For better or worse, data is pervasive in every area of life. Just like researchers’ understanding of the life of the Lascaux artists based on artifacts, data scientists can analyze behavior through modern technology. Our physical activity, internet search queries, purchasing and television preferences, and driving tendencies are all tracked through means like smart devices, financial transactions, and security cameras.

“Data has a persuasive force. It has the ability to make arguments seem more plausible, more impactful, more strong,” says Stan Ahalt, dean of SDSS and professor of computer science. “People who use data have a persuasive podium. That podium can be used for very positive things, but it also could be used to distort things in a certain way.”

It seems like the saying “there’s data supporting this” has become the new “I saw it on TV” or “I read it on the internet.” Because of this persuasive force, Aikat says it’s imperative that students have a holistic understanding of data.

“How we collect the data, how we analyze the data — are we thinking about privacy and security as we’re collecting data? All of those things matter,” Aikat says. “So, we need to make sure that students are data literate. All our students are data literate.”

SDSS will launch its online Master of Applied Data Science program in January 2024. Graduates will gain general skills in programming, statistics, mathematics, and data management, ethics, and governance, as well as specialized skills in machine learning, visualization, and communication.

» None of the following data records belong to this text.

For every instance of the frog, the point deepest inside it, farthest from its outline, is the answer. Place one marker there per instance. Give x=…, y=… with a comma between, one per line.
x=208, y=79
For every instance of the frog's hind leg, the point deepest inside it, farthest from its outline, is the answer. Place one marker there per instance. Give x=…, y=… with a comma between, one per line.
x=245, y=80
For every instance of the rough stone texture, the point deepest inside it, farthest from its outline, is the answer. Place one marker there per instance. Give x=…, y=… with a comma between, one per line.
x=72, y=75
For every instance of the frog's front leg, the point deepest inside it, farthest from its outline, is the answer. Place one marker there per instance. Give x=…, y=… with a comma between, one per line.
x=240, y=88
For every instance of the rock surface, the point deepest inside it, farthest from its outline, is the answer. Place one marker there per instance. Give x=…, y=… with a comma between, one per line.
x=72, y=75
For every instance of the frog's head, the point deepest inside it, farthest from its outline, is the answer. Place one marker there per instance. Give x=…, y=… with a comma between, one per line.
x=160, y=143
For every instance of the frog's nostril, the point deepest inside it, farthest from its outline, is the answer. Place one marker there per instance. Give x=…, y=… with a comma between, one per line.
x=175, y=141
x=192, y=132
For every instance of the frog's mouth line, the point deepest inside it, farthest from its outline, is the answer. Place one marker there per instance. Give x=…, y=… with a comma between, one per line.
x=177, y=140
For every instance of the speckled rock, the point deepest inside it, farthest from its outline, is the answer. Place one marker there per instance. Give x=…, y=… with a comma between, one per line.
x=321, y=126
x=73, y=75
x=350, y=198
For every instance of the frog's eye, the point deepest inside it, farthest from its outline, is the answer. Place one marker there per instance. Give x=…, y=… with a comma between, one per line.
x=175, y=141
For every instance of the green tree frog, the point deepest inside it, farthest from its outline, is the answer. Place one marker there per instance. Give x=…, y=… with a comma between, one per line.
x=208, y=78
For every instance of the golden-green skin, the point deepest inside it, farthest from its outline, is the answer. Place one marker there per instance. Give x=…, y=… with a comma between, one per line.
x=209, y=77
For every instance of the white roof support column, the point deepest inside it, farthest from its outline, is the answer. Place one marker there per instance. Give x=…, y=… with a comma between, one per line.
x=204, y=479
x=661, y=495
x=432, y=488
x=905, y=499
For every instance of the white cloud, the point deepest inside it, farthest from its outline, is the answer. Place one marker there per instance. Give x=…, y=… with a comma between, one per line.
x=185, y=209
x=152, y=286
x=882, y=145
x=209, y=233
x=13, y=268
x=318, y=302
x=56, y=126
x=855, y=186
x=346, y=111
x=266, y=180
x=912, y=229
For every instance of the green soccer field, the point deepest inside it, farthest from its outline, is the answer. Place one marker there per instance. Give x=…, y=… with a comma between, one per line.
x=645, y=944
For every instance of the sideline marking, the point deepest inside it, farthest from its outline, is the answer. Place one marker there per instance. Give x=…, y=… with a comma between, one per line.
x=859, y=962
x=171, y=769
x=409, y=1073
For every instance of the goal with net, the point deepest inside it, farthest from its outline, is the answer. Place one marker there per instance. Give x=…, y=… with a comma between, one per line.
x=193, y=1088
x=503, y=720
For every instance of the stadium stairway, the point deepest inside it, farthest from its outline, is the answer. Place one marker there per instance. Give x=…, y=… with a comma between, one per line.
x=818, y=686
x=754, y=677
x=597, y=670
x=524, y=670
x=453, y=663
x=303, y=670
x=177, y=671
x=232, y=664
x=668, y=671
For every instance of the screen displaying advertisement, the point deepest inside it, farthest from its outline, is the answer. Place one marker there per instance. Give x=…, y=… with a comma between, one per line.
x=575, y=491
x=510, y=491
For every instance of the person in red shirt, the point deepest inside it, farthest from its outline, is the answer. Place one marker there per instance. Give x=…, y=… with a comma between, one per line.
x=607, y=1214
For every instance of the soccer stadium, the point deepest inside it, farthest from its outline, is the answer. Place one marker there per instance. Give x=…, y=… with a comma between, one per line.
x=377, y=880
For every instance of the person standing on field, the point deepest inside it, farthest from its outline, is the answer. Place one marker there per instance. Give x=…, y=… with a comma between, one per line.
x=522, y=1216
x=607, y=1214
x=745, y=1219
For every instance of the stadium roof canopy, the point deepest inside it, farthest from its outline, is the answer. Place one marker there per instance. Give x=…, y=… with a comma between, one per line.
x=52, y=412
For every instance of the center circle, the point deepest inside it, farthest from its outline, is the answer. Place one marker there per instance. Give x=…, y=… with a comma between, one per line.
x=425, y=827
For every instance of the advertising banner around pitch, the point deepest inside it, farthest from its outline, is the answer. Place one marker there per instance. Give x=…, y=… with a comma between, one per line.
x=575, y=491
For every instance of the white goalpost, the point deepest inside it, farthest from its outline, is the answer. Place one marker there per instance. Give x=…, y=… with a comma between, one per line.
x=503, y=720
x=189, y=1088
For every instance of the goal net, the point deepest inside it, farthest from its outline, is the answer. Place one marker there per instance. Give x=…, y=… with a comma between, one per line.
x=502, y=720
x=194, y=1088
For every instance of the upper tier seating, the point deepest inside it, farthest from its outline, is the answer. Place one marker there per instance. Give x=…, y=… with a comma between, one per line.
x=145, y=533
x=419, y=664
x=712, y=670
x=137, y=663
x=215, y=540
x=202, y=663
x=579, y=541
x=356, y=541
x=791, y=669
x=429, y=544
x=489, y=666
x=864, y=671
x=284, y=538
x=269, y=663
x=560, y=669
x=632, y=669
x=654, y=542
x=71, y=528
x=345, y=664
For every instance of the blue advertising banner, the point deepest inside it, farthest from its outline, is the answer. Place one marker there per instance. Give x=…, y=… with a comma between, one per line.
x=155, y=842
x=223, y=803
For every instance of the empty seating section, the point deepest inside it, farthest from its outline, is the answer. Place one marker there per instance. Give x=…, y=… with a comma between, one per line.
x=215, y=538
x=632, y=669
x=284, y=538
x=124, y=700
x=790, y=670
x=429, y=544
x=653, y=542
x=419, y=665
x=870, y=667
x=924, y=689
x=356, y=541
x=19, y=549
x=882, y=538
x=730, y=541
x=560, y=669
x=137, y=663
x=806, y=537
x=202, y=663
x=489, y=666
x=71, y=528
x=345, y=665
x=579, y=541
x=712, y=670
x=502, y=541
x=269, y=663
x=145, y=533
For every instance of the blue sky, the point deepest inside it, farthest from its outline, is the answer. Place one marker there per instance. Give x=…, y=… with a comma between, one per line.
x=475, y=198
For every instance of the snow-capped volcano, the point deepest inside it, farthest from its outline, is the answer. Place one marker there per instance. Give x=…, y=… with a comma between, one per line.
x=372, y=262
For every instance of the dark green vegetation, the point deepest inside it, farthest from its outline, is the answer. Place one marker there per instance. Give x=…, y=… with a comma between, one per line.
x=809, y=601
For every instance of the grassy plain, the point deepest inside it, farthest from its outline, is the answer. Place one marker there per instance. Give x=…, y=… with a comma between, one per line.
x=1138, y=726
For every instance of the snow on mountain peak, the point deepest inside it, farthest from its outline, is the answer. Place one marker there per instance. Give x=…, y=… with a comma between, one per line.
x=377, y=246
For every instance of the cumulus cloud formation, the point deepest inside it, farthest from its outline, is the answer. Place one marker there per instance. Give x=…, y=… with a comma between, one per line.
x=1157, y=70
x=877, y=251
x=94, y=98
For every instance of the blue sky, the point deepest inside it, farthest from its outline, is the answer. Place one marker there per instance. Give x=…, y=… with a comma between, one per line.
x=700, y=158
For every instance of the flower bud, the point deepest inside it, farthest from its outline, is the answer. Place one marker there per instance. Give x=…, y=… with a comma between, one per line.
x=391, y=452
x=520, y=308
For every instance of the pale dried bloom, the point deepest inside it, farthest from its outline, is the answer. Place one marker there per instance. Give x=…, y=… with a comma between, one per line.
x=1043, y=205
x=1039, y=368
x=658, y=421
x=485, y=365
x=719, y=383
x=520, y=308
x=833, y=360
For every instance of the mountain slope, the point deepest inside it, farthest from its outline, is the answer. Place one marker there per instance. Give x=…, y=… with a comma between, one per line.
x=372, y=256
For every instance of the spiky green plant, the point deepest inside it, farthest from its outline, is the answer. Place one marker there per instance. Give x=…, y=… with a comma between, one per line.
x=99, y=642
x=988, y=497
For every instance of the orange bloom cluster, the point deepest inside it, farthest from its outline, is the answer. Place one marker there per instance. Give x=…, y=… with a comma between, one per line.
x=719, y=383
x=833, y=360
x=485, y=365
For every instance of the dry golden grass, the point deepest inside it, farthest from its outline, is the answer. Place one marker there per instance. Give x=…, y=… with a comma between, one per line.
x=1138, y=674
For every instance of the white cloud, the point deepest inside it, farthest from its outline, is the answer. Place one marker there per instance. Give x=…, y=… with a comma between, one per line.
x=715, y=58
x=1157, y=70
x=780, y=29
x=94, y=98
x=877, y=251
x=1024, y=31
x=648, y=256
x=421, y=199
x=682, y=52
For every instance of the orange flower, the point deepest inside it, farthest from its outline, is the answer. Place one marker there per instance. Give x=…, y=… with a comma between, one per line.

This program will be followed by undergraduate and graduate degrees and a certificate program for working professionals.

The goal is to give students multiple avenues to incorporate data science courses into their degree, according to Aikat. This cross-disciplinary focus also drives how SDSS approaches research.

“We’re not just a silo as a school,” she says. “The success of the school really depends on having very strong collaboration with many different units across campus for UNC as a whole to be a data science powerhouse.”

The concept for SDSS began moving forward in 2016, when Carolina geneticist and former vice chancellor for research Terry Magnuson charged the first committee to start thinking big about data science. As the founder of UNC-Chapel Hill’s genetics department, Magnuson has decades of experience building research units, engaging with industry partners, and pushing science policy at local and national levels.

SDSS is currently in discussion with faculty across campus and industry partners to pinpoint research concentrations within the school. Broadly speaking, research will be centered around how data science can be used to solve social issues.

“At the core of UNC is ‘Service to the State,’ and the UNC School of Data Science and Society very much sees that […] as part of our mission,” Aikat says. “All of the research that we’re doing is focused on problem areas. How can we take what we’ve learned and apply that to social problems?”

Ahalt stresses that data training is important for students in any field — from the hard sciences to art history and everything in between.

“I’m increasingly convinced that any disciplinary area is going to be impacted by data increasingly as time goes by,” Ahalt says. “We haven’t been confronted with the volume of data that is now occurring in many industries. And so, as a consequence, I think any student in any degree is going to make themselves much more future-proofed by having the ability to use data in a very facile way.”

Stan Ahalt is the dean of the UNC School of Data Science and Society and professor in the Department of Computer Science within the UNC College of Arts and Sciences. He is also the executive advisor and domain scientist for team science at the Renaissance Computing Institute and associate director of informatics and data science at the North Carolina Translational and Clinical Sciences Institute.

Jay Aikat is the vice dean of the UNC School of Data Science and Society and research professor in the Department of Computer Science within the UNC College of Arts and Sciences.